Cuando finalmente se declaró el fin de los disturbios, el saldo era devastador: 63 muertos, más de 2,300 heridos y casi 12,000 arrestos, en su mayoría personas racializadas. Más de 1,100 edificios fueron destruidos, y se estimaron pérdidas superiores a los 1,000 millones de dólares. El sur de Los Ángeles tardaría décadas en recuperarse.

Las secuelas

Tras los disturbios, dos de los policías —Stacey Koon y Laurence Powell— fueron finalmente condenados en un segundo juicio por violaciones a los derechos civiles y sentenciados a 30 meses de prisión. Rodney King recibió una compensación de 3.8 millones de dólares, pero jamás encontró la estabilidad que necesitaba para luchar contra sus adicciones. Fue arrestado varias veces y murió en 2012, ahogado en su piscina.

Durante los disturbios, King había aparecido en televisión pronunciando una frase que se volvería icónica: «Can we all get along?» (¿Podemos llevarnos todos bien). Para algunos, fue una súplica por paz. Para otros, una muestra dolorosa del peso que recaía sobre las víctimas para pedir calma incluso en medio de su propio sufrimiento.

La ciudad de Los Ángeles también comenzó a cambiar. Daryl Gates, el polémico jefe del LAPD conocido por su estilo agresivo y racista, fue obligado a dimitir. Se iniciaron reformas internas y programas comunitarios, aunque muchos los consideran cosméticos. La desconfianza entre comunidades racializadas y la policía continúa hasta hoy.

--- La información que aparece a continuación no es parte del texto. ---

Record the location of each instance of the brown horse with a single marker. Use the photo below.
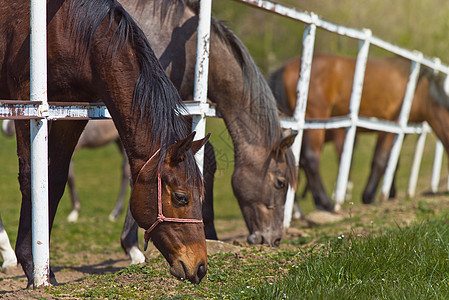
(96, 51)
(264, 165)
(96, 134)
(383, 92)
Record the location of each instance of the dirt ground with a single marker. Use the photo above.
(354, 218)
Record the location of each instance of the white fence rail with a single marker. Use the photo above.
(353, 121)
(39, 111)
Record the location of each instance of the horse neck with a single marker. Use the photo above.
(249, 120)
(175, 46)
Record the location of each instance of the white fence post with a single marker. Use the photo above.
(403, 120)
(356, 95)
(417, 157)
(201, 74)
(39, 146)
(436, 170)
(302, 91)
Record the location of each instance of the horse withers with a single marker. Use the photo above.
(96, 51)
(382, 96)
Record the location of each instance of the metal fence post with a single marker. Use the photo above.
(201, 74)
(436, 170)
(356, 95)
(302, 91)
(403, 120)
(417, 157)
(39, 146)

Aquellos terrible días quedaron plasmados en la cultura popular a través de películas, documentales, música y arte. Spike Lee, Tupac o N.W.A., abordaron el dolor colectivo y la ira y el fuego que se apoderaron de la ciudad aquellos días. Queda la historia real, la de una ciudad empujada a la locura por su racismo estructural, y la de los hombres y mujeres —como Bobby Green o Angela Phillips— que vivieron en carne propia lo que significa habitar la frontera entre resistencia y abandono.

Hoy, más de tres décadas después, los nombres han cambiado, pero las razones siguen intactas en Estados Unidos. Ferguson, Baltimore, Minneapolis. Cada nuevo caso de brutalidad policial nos devuelve a la memoria aquel año 1992. Y cada vez que la justicia falla, vuelven los viejos fantasmas. Es la consecuencia lógica de un sistema que no escucha hasta que le obligan a hacerlo.